Q3: What were the lessons that seemed to emerge from the pandemic?

A: The lessons included: global problems require global solutions (no country is safe until every country is safe); resilience requires redundancy in supply chains; information integrity is a public good; the most vulnerable suffer most from crises; and mental health requires care and support. The author argues these lessons have been swiftly forgotten.

Q4: What is the one difference the author notes between March 2020 and March 2026?

A: In 2020, there was a debate about whether COVID-19 was a natural or human-made calamity.
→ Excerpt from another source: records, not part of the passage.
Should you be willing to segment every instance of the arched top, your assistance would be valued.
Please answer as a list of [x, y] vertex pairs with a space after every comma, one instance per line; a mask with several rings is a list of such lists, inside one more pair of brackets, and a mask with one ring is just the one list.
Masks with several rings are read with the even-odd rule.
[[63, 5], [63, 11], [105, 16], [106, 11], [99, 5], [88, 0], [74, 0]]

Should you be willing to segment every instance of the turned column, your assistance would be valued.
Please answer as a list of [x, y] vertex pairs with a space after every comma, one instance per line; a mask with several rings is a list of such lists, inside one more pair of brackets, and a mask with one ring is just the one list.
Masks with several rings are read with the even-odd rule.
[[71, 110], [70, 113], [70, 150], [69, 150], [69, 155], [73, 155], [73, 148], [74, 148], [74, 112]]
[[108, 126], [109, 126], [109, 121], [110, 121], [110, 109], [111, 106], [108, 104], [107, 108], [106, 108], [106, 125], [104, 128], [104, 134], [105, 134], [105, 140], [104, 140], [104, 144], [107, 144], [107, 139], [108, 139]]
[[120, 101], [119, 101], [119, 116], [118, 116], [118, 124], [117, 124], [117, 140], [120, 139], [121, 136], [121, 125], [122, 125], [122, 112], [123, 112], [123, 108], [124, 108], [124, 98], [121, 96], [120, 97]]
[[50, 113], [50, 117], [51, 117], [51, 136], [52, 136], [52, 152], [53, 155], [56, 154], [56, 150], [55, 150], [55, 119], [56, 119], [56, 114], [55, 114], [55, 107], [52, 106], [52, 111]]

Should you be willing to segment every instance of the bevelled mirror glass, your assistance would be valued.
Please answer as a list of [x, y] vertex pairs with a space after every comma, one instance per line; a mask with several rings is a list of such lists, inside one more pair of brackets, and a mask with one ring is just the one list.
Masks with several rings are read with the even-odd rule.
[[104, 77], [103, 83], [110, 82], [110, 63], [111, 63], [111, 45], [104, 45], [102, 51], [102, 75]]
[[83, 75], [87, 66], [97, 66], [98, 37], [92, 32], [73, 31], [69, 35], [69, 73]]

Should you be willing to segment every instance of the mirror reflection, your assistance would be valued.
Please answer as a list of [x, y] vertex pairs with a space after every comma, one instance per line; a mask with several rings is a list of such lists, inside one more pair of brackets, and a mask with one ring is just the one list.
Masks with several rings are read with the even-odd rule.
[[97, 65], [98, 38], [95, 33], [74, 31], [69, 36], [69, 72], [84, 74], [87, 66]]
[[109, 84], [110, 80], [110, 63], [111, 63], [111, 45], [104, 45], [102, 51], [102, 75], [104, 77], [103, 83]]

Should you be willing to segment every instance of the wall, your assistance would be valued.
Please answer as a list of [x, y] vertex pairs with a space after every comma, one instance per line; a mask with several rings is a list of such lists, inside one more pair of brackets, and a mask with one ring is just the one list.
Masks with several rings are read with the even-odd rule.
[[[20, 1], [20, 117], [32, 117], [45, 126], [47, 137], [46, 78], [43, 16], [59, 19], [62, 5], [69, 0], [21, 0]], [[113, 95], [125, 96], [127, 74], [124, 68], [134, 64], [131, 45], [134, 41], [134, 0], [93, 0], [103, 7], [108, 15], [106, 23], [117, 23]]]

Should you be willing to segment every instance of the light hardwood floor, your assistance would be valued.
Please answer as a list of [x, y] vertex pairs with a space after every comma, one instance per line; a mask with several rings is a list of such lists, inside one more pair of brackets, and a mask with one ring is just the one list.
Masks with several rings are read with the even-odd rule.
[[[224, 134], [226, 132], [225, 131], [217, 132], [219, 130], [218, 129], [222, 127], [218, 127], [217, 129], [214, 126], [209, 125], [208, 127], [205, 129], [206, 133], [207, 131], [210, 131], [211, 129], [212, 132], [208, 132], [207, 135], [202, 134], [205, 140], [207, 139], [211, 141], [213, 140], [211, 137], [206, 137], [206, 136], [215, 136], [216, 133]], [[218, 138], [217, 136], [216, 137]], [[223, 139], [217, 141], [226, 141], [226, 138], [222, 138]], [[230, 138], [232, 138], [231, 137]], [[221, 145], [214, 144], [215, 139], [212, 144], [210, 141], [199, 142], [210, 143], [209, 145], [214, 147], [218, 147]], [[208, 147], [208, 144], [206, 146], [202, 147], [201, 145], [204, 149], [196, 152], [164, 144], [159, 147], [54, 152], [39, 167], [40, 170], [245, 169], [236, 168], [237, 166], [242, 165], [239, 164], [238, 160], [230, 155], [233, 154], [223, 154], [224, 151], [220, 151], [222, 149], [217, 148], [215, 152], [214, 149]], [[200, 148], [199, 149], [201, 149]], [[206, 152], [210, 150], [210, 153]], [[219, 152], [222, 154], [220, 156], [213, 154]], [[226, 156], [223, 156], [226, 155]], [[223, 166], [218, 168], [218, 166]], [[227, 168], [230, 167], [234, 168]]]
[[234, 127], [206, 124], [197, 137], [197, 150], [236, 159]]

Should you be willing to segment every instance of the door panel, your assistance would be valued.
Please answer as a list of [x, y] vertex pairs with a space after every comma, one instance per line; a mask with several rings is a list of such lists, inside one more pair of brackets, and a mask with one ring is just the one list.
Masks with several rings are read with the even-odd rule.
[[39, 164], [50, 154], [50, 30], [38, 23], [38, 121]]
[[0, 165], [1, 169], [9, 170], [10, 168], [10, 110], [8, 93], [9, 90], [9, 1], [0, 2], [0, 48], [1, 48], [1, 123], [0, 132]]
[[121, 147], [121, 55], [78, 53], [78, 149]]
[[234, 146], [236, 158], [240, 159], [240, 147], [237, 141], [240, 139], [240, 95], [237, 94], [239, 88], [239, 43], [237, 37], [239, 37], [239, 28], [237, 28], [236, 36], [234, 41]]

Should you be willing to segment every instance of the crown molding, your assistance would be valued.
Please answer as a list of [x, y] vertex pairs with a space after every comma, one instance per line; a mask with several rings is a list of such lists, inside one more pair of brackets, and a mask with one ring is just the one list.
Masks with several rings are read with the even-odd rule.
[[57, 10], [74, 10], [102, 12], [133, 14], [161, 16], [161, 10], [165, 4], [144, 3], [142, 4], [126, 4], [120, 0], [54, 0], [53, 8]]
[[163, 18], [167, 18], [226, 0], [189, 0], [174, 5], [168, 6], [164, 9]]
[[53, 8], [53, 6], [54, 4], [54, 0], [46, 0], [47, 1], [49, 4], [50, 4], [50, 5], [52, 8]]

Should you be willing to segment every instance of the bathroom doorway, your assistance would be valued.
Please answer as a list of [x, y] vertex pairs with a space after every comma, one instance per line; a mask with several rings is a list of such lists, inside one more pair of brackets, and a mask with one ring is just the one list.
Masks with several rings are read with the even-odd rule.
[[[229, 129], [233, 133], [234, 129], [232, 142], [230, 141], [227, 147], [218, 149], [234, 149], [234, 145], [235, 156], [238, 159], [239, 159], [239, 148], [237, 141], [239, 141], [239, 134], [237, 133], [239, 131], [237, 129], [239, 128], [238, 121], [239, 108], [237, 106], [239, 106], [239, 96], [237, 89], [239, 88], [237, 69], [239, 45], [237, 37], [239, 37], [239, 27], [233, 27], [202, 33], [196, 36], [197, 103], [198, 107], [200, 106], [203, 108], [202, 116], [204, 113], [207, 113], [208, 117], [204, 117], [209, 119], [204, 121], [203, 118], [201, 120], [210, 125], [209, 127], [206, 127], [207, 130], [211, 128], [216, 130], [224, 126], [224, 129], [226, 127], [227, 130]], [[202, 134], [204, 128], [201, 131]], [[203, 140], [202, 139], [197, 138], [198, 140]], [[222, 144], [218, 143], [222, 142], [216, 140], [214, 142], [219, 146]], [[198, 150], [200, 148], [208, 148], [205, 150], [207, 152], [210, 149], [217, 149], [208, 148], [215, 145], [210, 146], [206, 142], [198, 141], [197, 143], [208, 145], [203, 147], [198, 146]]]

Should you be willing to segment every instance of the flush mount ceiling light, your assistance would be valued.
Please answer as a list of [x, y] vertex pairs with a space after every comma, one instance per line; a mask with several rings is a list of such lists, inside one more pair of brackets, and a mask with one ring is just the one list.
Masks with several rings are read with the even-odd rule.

In 2026, there is no such comfort—the war is unmistakably, indisputably human-made. It is harder to accept that suffering is the result of human decisions rather than natural misfortune, and harder to live with the knowledge that it could have been avoided.

Q5: What does the author suggest is the “deepest lesson” of the pandemic that remains unlearned?

A: The deepest lesson was about interconnectedness—that the world is a single system, that events in one place affect everyone, that we rise and fall together. Yet six years later, the war is being waged without regard for global consequences, with rhetoric of national interest rather than common good. The author suggests that knowledge does not guarantee wisdom, and that human beings have a remarkable capacity to forget what they have just been taught.